The statistics are set out in the latest edition of the city council’s annual publication Edinburgh by Numbers.

Councillor Gavin Barrie, leader of the city’s economy committee, said: “The facts speak for themselves and show the city has much to be positive about this year.

“The data is extremely encouraging and shows that the number of people educated to degree level has shot up since 2013. It also further strengthens our reputation as a knowledge-based economy, enhancing the attractiveness of Edinburgh for employers to locate or expand their business.

“Our economic and green indicators show we are well placed to adapt to any changes we may have to face in future years in the way we did following the recent economic downturn.”

The Capital’s population is now 498,800 – nine per cent of the Scottish total – and has grown by nine per cent since 2005.

Edinburgh has the highest average earnings per resident – £24,200 – out of major UK cities outside London.

But having topped the jobs table in 2014, with 73.5 per cent of the workforce in employment, it is now third with 72.2 per cent, having been overtaken by Bristol and Leeds.
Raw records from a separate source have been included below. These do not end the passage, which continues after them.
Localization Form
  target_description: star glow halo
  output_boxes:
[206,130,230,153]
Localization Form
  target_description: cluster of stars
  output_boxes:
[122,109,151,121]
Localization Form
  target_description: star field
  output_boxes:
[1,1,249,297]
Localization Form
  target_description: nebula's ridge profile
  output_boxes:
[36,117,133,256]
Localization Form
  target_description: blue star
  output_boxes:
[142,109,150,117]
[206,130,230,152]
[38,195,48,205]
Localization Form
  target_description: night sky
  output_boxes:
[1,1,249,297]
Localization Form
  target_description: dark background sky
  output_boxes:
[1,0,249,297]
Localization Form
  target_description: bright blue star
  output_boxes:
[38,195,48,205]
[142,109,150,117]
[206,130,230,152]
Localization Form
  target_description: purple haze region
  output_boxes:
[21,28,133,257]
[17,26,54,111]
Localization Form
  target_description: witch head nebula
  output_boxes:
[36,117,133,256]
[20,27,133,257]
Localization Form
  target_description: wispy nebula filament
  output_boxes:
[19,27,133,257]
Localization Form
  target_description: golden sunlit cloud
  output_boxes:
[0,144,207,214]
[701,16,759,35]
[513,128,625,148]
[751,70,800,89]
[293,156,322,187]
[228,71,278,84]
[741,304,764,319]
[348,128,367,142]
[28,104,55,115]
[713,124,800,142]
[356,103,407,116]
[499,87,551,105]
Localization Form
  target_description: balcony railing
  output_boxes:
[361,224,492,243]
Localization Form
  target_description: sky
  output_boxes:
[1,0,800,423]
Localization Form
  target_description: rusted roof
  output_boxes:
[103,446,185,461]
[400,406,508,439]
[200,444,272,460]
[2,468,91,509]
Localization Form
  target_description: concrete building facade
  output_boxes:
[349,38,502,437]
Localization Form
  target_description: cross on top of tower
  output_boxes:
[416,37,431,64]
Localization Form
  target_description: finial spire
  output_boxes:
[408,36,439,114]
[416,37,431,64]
Health remains the largest sphere of employment for people in the Capital with 48,500 people – 15.1 per cent of the labour force – working in the sector.

It is followed by the financial and insurance sector – 36,700 people or 11.4 per cent of workforce; and education – 30,100 or 9.4 per cent.

Once again Edinburgh had the highest net migration in Scotland, and a higher than average birth rate.

Edinburgh’s child population has increased by eight per cent over the past decade while in Scotland as a whole it declined by 1.8 per cent.

A total of 34,600 new overseas workers registered in Edinburgh between 2013 and 2015. The largest group – 5570 – came from Spain; followed by Poland – 5460; and Italy – 2870.